One of China's premier scientists on Sunday announced that China will launch a space rover to Mars sometime in 2020. If successful, it will be the country's first landing mission on another planet.

During the opening address of the Chinese People's Political Consultative Conference (CPPCC) in Beijing yesterday, China's lunar exploration program's chief designer Wu Weiren told members of the audience that sending a probe to Mars was the next logical step after the success of their recent moon landing, which took place in December of last year.

"Over the past 60 years, we've made a lot of achievements, but there is still a large distance from the world space powers. We must speed up our pace," said Weiren. "Next year, we will launch a Mars probe, which will orbit around the Mars, land on it and probe it."

In addition to an intended Mars mission, Weiren also announced that China's National Space Administration (CNSA) will send another probe to the Moon, which will take samples from the surface and send them back to Earth for observation and testing.

Reports surfaced in November that Chinese scientists selected two preliminary areas on Mars for possible rover landings in an attempt to lay some groundwork for a possible launch.

News of the proposed mission also came in the wake of the opening of a Mars simulation base in China's Quinhai Province on Friday, which was created with the intention of drawing the country's younger demographic to space exploration.

The Chinese state-run Global Times reported that the base, approximately 53,330 square meters in size, cost an estimated $22.3 million in construction.
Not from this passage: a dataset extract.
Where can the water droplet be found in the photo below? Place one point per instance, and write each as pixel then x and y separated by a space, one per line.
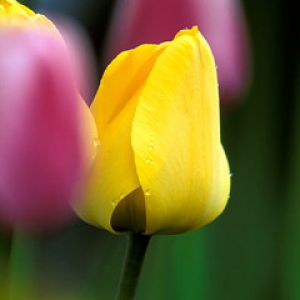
pixel 150 147
pixel 149 161
pixel 147 192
The project began in June of last year and was completed a few months later.

Located in the province's Qaidam Basin, the area, which bears similar coloring to the Red Planet, is rocky in terrain and contains an arid climate — a few of the many reasons why the site was chosen for the base, according to project founder Gao Junling.

The move to spur interest in China's space program is part of a longer, ongoing effort, compounded by the fact that China didn't enter the space race, dominated primarily by the United States and Russia, until 1970.

Significant advances have been made within the past two decades, starting with the launch of China's first lunar orbiter, Chang'e 1, in 2007. A few years later, the country launched Yutu 1, its first-ever space rover, onto the surface of the moon in 2013. 

The mission, named Chang'e 3, was followed by a second rover and probe, Yutu 2, which landed on the far side of the moon last year — the first time a landing of that kind has ever been completed.

This isn't the first time China has attempted to send a spacecraft to Mars. In 2011, CNSA sent an orbiter named Yinghuo-1 to the Red Planet via the aid of Russia’s Phobos-Grunt mission but was ultimately unsuccessful when it failed to leave the Earth's orbit.